A big shift in these views came about in the last eight years, coincident with the implementation of the George W. Bush administration tax cuts. The "too high" percentage in Gallup's polling fell from 65% in April 2001 to 47% in January 2003 -- after the first Bush tax cuts became law.
Americans' views on taxes have fluctuated modestly since then, rising slightly to 53% "too high" in 2007, before dropping to 46% last year and 48% this year. Last year's percentage tied a reading from 1961 -- shortly after John F. Kennedy had been inaugurated as president -- for the lowest in Gallup history.
Throughout Gallup's history of asking this question, no more than 3% of Americans have ever said they pay "too little" in taxes.
There is not a great deal of differentiation in response to the tax question across major income groups.
Forty-eight percent of Americans in the $75,000 and higher income group say their taxes are too high, exactly the same as the overall average. This is only marginally different from those in lower income categories. (Sample-size considerations dictate that the top income group Gallup uses for its basic surveys is $75,000 and up. It is possible that the small numbers of Americans in higher income groups, in particular those making $250,000 and up, would be more likely to complain that their taxes are too high.)

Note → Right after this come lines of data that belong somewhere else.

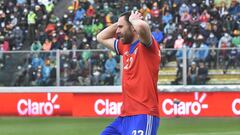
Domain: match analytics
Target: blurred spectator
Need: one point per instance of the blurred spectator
(202, 73)
(225, 40)
(192, 73)
(236, 38)
(110, 72)
(36, 46)
(231, 58)
(47, 45)
(31, 17)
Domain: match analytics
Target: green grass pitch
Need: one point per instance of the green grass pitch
(93, 126)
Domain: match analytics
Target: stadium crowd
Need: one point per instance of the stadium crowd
(199, 26)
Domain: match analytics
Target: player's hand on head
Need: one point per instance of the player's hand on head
(135, 15)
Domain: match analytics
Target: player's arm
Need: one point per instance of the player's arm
(141, 27)
(106, 36)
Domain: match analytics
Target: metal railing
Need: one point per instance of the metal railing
(93, 67)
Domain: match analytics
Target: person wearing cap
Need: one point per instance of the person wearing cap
(31, 19)
(192, 73)
(225, 39)
(236, 38)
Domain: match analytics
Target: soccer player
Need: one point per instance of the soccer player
(141, 59)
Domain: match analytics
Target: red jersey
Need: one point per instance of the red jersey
(140, 76)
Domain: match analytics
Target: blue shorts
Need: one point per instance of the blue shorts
(133, 125)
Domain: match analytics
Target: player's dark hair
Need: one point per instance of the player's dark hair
(126, 16)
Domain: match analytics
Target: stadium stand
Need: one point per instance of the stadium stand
(41, 47)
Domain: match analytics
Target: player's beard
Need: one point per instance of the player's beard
(127, 37)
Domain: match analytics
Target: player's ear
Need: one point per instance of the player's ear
(132, 28)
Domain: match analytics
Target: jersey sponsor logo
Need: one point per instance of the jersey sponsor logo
(107, 107)
(178, 107)
(129, 59)
(30, 107)
(236, 106)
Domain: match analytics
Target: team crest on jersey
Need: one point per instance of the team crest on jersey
(129, 59)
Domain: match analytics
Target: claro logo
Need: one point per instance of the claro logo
(107, 107)
(235, 109)
(178, 107)
(30, 107)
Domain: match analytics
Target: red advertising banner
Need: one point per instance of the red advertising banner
(36, 104)
(187, 104)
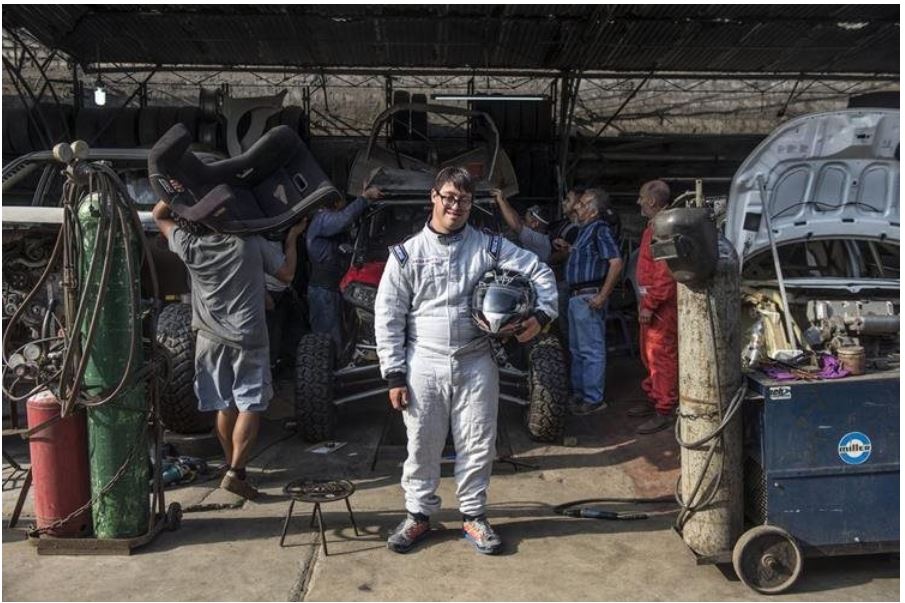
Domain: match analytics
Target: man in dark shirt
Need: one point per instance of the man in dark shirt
(328, 264)
(563, 233)
(232, 360)
(592, 271)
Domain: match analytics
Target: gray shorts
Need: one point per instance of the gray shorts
(231, 377)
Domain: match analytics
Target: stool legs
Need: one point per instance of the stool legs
(286, 522)
(316, 514)
(352, 517)
(320, 527)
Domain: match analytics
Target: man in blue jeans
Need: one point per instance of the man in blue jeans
(592, 271)
(328, 264)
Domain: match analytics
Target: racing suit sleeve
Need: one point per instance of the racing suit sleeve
(660, 287)
(517, 259)
(329, 223)
(654, 277)
(391, 308)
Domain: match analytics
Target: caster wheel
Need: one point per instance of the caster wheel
(767, 559)
(174, 517)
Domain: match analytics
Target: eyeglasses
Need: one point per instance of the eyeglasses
(450, 201)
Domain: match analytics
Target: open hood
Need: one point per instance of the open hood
(827, 175)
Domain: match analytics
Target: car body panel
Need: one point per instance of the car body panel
(826, 175)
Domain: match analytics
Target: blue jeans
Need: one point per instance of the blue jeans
(324, 313)
(587, 345)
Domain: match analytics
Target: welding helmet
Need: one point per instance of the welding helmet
(502, 298)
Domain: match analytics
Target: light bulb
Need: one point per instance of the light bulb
(100, 93)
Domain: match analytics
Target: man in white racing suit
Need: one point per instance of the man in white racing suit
(438, 364)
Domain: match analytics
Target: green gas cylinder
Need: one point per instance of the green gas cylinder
(117, 430)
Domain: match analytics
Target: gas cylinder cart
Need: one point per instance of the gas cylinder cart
(813, 217)
(89, 376)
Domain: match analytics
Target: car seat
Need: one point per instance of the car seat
(265, 188)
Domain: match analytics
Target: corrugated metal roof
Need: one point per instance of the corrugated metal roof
(728, 38)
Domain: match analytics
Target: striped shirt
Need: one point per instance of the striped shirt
(590, 258)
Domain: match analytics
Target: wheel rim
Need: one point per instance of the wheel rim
(770, 561)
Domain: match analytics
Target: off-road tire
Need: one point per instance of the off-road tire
(178, 403)
(314, 387)
(548, 390)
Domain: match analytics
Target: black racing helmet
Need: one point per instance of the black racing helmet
(502, 298)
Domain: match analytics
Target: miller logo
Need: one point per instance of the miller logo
(854, 448)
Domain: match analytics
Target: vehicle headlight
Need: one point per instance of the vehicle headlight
(361, 295)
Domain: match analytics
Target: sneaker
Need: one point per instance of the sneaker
(240, 487)
(482, 536)
(641, 410)
(408, 533)
(588, 408)
(656, 423)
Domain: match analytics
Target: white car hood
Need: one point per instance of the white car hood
(827, 175)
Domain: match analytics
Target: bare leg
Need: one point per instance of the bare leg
(244, 435)
(226, 424)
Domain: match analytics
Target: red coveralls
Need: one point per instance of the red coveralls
(659, 338)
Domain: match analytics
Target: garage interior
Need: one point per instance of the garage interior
(583, 96)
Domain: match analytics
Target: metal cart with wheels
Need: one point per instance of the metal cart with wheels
(821, 464)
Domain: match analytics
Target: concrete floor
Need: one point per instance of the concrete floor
(228, 550)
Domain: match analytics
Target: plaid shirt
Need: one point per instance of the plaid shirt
(590, 258)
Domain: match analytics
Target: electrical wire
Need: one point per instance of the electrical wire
(698, 499)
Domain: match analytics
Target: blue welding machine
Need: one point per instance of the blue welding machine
(822, 461)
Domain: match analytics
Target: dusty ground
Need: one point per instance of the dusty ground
(227, 550)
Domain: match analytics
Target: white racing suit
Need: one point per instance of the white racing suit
(425, 334)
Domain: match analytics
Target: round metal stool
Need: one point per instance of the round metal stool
(318, 491)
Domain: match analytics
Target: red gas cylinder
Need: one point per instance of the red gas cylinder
(59, 467)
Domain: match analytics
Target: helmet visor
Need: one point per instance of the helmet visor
(503, 300)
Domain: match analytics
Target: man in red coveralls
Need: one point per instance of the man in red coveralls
(658, 316)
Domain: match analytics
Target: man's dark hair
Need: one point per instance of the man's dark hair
(578, 191)
(193, 228)
(601, 200)
(457, 176)
(658, 190)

Republicans, who have generally been identified as favoring deeper tax cuts, are in fact most likely in the current survey to say their taxes are too high, albeit at a level (54%) that is only marginally above the overall average. Democrats are significantly less likely to say their taxes are too high, although 6% say the amount they pay in taxes is too low.
Results are based on telephone interviews with a random sample of 1,020 national adults, aged 18 and older, conducted April 8-11, 2010. For results based on the total sample of national adults, one can say with 95% confidence that the maximum margin of sampling error is ±4 percentage points.
Interviews are conducted with respondents on land-line telephones (for respondents with a land-line telephone) and cellular phones (for respondents who are cell-phone only).
In addition to sampling error, question wording and practical difficulties in conducting surveys can introduce error or bias into the findings of public opinion polls.